At first glance, we want nothing past denotative meaning. We get the literal meaning, forget the word, and move on. We don’t even bother rolling the word around in our mouth, tasting it before we swallow a meaning, minding our manners. The sentence got us to where we wanted to go; no need to get out and look under the hood. And we often keep connotative meanings, when we do experience them, to ourselves. And denotative meanings are fairly reliable, often going unchanged for long periods of time, while connotative meanings may change relatively quickly. We might first associate the color red with love, roses, and amorous adventures, but when Stephen Crane titled his novel about the Civil War The Red Badge of Courage, we may safely assume he was thinking the color of red might suggest something more along the lines of fear, blood, violence, and sacrifice. In the earlier parts of the 20th Century, and particularly during the 1950’s in the US, the word red was often used to suggest an association with communism, as in “the Red Scare”; a reference to a “red state” today appears to reverse that connotation. And then there’s true blue, Mary’s color.
For some reason, for Robert Burns, in his poem “A Red, Red Rose,” a single red was inadequate. Why does he repeat the word red in the title and the first line? Does he simply mean a very red rose?
O my Luve is like a red, red rose
That’s newly sprung in June…
For William Blake, in his poem “The Sick Rose,” primary red also seemed inadequate. How might our reaction to the poem change if Blake had said “Of red joy” rather than “Of crimson joy”?
O Rose thou art sick.
The invisible worm,
That flies in the night
In the howling storm:
Has found out thy bed
Of crimson joy:
And his dark secret love
Does thy life destroy.
Is Burns’s rose blushing? Is Blake’s crimson closer to the color of blood than red? How might our reading of Blake’s “The Sick Rose” change if the line read “Of bloody joy”?
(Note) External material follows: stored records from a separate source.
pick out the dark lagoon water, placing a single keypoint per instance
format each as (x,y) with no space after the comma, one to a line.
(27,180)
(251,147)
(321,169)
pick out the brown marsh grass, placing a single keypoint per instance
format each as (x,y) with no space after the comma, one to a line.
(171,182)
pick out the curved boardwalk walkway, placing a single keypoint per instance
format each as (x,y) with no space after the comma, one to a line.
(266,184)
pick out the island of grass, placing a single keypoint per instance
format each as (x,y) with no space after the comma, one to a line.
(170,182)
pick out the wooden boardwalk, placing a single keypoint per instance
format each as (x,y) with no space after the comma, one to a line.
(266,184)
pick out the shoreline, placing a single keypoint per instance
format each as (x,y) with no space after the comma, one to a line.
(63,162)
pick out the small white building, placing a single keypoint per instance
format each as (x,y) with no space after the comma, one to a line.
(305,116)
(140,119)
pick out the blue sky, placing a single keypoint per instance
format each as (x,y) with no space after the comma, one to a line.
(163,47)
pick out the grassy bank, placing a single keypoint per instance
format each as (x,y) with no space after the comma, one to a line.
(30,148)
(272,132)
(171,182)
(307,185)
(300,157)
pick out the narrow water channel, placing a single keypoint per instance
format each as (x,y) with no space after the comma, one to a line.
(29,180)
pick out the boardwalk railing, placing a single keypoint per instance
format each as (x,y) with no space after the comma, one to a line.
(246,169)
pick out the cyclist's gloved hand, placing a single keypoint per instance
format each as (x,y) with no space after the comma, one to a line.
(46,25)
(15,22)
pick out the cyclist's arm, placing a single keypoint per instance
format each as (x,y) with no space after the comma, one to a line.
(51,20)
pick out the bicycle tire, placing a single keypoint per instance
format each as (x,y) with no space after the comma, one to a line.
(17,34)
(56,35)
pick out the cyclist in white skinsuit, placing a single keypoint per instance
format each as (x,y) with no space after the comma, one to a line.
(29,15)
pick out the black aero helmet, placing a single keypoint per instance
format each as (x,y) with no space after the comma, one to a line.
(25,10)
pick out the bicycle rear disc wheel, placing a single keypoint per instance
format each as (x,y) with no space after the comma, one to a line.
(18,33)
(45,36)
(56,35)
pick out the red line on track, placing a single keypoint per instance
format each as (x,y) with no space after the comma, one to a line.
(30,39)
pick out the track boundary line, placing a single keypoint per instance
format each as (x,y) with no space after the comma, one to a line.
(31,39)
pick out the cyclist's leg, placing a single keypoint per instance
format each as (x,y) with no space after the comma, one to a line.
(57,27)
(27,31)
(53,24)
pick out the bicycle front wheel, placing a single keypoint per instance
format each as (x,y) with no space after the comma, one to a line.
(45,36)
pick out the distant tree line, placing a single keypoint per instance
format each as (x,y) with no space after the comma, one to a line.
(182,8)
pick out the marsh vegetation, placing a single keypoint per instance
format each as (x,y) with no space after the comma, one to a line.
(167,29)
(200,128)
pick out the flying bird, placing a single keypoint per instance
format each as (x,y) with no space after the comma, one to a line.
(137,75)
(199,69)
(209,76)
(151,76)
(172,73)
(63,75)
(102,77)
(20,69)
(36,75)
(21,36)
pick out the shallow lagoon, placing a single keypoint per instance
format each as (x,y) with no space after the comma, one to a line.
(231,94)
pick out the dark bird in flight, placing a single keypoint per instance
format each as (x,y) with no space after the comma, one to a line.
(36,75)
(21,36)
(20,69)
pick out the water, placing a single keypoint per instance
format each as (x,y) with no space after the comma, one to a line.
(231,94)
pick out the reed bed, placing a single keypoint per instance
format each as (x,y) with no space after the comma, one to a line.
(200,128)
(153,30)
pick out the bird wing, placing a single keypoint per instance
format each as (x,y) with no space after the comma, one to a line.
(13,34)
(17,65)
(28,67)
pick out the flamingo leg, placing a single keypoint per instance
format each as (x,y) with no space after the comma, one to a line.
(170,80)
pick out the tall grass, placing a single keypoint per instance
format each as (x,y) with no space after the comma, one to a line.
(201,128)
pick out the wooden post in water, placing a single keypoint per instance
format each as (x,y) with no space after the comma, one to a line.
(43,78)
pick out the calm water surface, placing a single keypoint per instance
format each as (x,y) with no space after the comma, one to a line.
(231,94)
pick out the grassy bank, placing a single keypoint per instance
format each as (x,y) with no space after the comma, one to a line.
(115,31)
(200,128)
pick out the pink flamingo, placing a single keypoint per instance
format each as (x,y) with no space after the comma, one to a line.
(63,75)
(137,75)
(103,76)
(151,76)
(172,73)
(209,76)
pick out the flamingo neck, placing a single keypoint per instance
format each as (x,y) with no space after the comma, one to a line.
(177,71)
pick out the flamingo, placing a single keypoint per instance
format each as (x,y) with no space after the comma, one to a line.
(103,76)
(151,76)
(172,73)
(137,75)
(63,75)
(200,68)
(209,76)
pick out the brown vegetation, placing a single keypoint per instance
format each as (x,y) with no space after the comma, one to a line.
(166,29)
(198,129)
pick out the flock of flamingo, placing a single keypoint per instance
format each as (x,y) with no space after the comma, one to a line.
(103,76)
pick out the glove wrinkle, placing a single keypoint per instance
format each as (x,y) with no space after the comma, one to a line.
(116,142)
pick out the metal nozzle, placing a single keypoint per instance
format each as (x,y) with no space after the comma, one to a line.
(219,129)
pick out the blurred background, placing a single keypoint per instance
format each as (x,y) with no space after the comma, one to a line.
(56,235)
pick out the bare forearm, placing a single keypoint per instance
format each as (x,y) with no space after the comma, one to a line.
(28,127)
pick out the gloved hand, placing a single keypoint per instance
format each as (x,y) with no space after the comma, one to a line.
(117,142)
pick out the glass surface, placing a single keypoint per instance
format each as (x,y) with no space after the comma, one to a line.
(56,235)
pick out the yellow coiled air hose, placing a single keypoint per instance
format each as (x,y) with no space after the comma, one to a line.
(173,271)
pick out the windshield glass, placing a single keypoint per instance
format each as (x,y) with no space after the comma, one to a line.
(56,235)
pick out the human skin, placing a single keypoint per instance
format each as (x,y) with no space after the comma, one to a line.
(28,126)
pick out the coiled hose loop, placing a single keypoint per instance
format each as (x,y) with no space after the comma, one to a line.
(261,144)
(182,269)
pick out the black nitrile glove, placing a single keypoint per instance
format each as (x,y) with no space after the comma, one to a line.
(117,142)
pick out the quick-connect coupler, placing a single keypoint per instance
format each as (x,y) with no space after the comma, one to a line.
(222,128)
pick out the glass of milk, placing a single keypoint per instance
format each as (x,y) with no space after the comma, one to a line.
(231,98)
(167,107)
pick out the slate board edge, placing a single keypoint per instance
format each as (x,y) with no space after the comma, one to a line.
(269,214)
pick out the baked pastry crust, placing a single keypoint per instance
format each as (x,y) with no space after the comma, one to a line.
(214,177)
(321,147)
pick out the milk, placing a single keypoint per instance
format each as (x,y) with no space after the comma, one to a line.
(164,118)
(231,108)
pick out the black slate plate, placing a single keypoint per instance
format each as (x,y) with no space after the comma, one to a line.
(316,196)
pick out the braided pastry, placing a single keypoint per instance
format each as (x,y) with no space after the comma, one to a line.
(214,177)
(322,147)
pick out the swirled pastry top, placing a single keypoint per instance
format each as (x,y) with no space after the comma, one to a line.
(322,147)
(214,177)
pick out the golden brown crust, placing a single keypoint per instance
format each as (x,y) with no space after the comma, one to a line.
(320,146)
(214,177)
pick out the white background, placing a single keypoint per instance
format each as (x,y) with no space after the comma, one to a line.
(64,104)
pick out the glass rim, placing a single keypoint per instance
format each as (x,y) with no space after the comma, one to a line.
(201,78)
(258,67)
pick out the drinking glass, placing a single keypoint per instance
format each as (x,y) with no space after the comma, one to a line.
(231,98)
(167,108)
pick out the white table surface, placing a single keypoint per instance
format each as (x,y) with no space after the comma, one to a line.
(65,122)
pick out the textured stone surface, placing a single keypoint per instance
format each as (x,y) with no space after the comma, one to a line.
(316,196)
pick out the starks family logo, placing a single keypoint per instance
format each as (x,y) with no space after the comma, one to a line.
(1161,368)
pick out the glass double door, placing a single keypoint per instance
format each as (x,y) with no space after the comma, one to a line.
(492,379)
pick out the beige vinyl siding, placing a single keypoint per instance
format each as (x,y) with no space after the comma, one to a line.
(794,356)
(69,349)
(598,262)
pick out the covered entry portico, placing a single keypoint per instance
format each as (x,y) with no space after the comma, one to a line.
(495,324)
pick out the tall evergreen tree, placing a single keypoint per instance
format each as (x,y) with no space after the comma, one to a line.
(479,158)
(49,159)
Even if we don’t make an effort to think consciously about the effects of words upon our reading experience, connotative meanings influence our comprehension and reaction. It is difficult to avoid the effects of connotation, of suggestive meanings. Remember the effect of the sound of fingernails being scraped on edge across the face of one of the green chalkboards back in grammar school? Words make noise. Noise soothes or grates. Words have texture and color and flavor. Some words are soft, mushy, others strong, firm. We like some words; we dislike others. When we get a bunch of words together we don’t like, we might say poetry, and spit them out. Or there’s been a stampede, words running ruddy and rubescent, out of the corral. But we can always brush away the ruddy gnats and make banana bread.